It is estimated that Bradman signed his name more often than any person in history. He never refused an autograph request and wrote thousands of letters. But he stopped this practice after his 90th birthday due to poor health.
In a country where cricket is like a religion, Bradman was considered the God of the game. The Indian cricket fan’s obsession with statistics meant Bradman’s awesome Test average of 99.94 has always been looked upon with special reverence.
When he died in February 2001 at the age of 92, I was struck by the emotion displayed by Indian cricketers who had the good fortune to meet and play against him. Bishan Bedi was choking back tears as he spoke to me about his many meetings with ‘The Don’ in Australia.

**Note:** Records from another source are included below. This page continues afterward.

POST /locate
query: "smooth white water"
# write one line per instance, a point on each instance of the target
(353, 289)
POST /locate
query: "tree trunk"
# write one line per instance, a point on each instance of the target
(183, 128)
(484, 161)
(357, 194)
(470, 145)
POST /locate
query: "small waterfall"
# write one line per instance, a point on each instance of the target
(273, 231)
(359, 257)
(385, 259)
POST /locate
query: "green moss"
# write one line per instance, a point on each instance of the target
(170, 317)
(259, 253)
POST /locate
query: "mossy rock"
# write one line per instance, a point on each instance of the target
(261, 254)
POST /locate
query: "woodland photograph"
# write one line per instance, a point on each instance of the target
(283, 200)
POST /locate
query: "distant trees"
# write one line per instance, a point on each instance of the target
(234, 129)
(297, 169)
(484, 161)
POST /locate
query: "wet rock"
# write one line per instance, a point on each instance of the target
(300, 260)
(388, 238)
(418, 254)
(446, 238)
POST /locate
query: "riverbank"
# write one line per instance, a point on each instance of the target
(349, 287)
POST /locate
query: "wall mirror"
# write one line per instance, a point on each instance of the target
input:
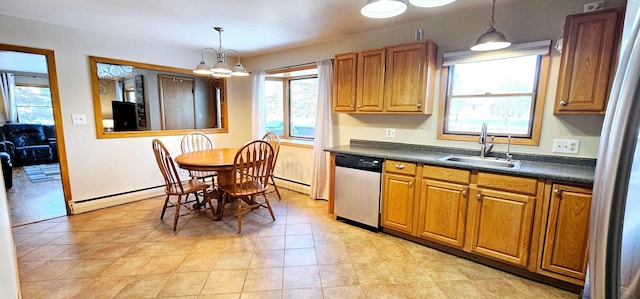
(133, 99)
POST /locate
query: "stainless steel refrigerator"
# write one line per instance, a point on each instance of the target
(614, 233)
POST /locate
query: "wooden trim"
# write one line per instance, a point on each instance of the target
(57, 115)
(100, 134)
(538, 108)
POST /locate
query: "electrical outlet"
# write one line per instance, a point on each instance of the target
(391, 132)
(566, 146)
(78, 119)
(593, 6)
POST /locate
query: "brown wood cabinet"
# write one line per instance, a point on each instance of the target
(442, 213)
(395, 79)
(501, 216)
(410, 79)
(344, 78)
(564, 252)
(589, 59)
(398, 196)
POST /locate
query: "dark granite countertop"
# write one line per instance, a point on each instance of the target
(579, 170)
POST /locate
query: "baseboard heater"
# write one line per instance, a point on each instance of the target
(92, 204)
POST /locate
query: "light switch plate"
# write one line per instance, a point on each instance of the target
(78, 119)
(566, 146)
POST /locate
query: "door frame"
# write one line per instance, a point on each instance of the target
(57, 114)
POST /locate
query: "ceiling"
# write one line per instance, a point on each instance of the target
(252, 27)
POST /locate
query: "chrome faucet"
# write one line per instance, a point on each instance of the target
(485, 148)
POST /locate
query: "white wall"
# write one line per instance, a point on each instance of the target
(102, 167)
(521, 21)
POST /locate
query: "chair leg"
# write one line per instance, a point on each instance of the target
(273, 182)
(239, 215)
(266, 200)
(175, 220)
(164, 208)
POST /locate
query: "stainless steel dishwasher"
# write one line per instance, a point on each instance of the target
(357, 189)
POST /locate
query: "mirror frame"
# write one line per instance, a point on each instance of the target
(100, 133)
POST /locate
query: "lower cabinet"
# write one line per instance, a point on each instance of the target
(398, 196)
(443, 205)
(564, 252)
(536, 225)
(502, 224)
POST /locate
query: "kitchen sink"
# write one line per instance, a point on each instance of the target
(487, 161)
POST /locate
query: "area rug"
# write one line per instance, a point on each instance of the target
(43, 172)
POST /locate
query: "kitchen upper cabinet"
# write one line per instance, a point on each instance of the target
(398, 196)
(344, 78)
(501, 217)
(410, 79)
(443, 205)
(395, 79)
(565, 247)
(588, 64)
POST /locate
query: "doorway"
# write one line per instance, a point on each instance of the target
(39, 175)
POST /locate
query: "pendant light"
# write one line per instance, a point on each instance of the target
(220, 69)
(380, 9)
(430, 3)
(492, 39)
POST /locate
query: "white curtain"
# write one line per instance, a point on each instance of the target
(323, 137)
(258, 105)
(7, 94)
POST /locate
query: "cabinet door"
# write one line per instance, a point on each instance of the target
(442, 212)
(567, 232)
(502, 225)
(410, 77)
(588, 62)
(398, 202)
(370, 82)
(344, 76)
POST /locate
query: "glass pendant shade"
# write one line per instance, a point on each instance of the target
(220, 67)
(430, 3)
(491, 40)
(379, 9)
(239, 70)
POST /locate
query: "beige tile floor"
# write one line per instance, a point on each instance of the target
(127, 252)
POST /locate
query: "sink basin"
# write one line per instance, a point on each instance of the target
(487, 161)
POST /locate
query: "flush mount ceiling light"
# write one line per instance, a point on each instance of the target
(492, 39)
(430, 3)
(220, 68)
(380, 9)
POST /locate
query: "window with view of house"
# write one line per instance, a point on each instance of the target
(505, 92)
(291, 98)
(34, 104)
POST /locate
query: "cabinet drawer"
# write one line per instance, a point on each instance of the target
(507, 183)
(400, 167)
(446, 174)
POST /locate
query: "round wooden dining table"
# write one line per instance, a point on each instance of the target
(219, 160)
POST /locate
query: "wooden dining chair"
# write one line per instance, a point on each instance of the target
(251, 169)
(274, 140)
(175, 187)
(197, 141)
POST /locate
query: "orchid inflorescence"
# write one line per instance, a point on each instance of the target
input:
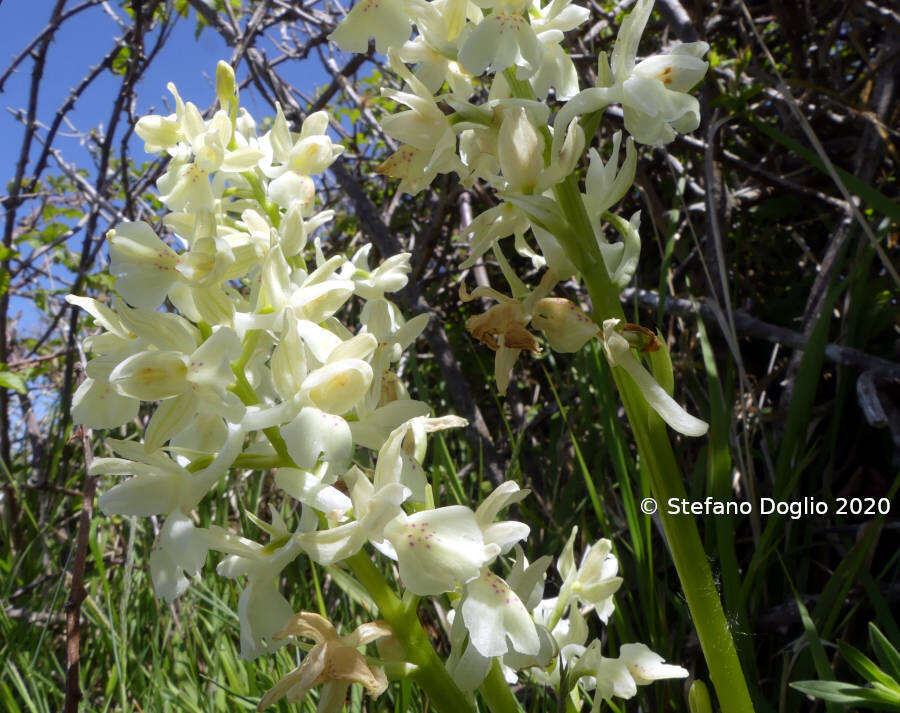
(254, 369)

C.S. Nayudu, who was part of the first Indian team to tour Australia in 1947-48 said: “I have never cried in my life, but today the tears just won’t stop. I still can’t believe he is no more. How can he ever be out?”

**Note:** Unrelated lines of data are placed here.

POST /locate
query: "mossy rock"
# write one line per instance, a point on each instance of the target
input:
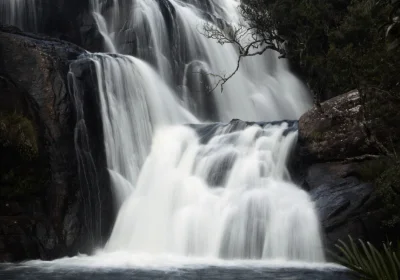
(23, 170)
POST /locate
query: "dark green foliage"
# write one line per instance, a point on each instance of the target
(22, 170)
(368, 261)
(388, 188)
(17, 132)
(337, 45)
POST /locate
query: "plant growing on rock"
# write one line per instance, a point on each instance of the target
(368, 261)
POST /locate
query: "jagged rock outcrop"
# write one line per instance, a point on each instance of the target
(334, 144)
(43, 213)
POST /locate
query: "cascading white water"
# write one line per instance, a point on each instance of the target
(225, 198)
(167, 35)
(229, 197)
(21, 13)
(134, 99)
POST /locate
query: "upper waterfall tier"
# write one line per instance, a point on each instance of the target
(167, 35)
(229, 196)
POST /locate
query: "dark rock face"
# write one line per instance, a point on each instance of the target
(336, 132)
(52, 220)
(66, 20)
(346, 206)
(332, 147)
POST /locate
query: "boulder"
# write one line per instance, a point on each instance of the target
(335, 131)
(334, 145)
(45, 210)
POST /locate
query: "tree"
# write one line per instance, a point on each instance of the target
(336, 45)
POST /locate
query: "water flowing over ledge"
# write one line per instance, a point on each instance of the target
(229, 196)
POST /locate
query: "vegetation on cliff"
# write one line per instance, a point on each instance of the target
(21, 170)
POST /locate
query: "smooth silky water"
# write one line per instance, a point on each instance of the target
(191, 205)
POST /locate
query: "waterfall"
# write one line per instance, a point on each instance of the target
(228, 197)
(205, 190)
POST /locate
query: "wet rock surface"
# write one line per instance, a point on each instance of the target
(333, 145)
(48, 220)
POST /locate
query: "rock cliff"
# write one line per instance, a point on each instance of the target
(42, 202)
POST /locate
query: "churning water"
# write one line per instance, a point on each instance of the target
(225, 194)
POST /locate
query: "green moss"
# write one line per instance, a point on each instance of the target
(23, 171)
(18, 132)
(317, 136)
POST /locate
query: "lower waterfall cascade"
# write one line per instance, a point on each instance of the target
(223, 191)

That first series in which Australia won four of the five Tests (one was drawn thanks to rain) was described by one of Bradman’s biographers as perhaps “the happiest and most pleasant Test tour in the history of cricket.” It established a deep bond between Bradman and Indian cricket which lasted his lifetime.
When the captain of that Indian side, Lala Amarnath, passed away in New Delhi in August 2000 — just six months before Don’s own death — a message of condolence issued through the Bradman Foundation (of which I was a member) landed in my inbox. It referred to “my old cricketing foe” as “absolutely charming and a wonderful ambassador for the game.” He described the series as “one of my pleasantest. There was a wonderful spirit of camaraderie amongst the players on both sides.”
The India link was cemented in 1996 when he anointed Sachin Tendulkar as his spiritual heir, claiming the young Indian master displayed batting technique that reminded him of his own.
Two years later, on his 90th birthday, he invited Sachin and Shane Warne to meet him at his home in Adelaide. And shortly after his death it was revealed that Tendulkar was the only current cricketer whom Bradman had selected in his all-time World XI.
Just once did Bradman set foot on Indian soil. That was in 1953 when his flight made a brief stopover at the Calcutta airport en-route to England. Thousands turned up to catch a glimpse of him and his beloved wife, Lady Jessie.
Bradman’s memorial service was held in an Adelaide cathedral a month after his death. At the end of it a letter from a fan from Lucknow was read out.
“God could have made a better berry than the strawberry, but he didn’t; God could have made a better cricketer than Don Bradman, but he wouldn’t.”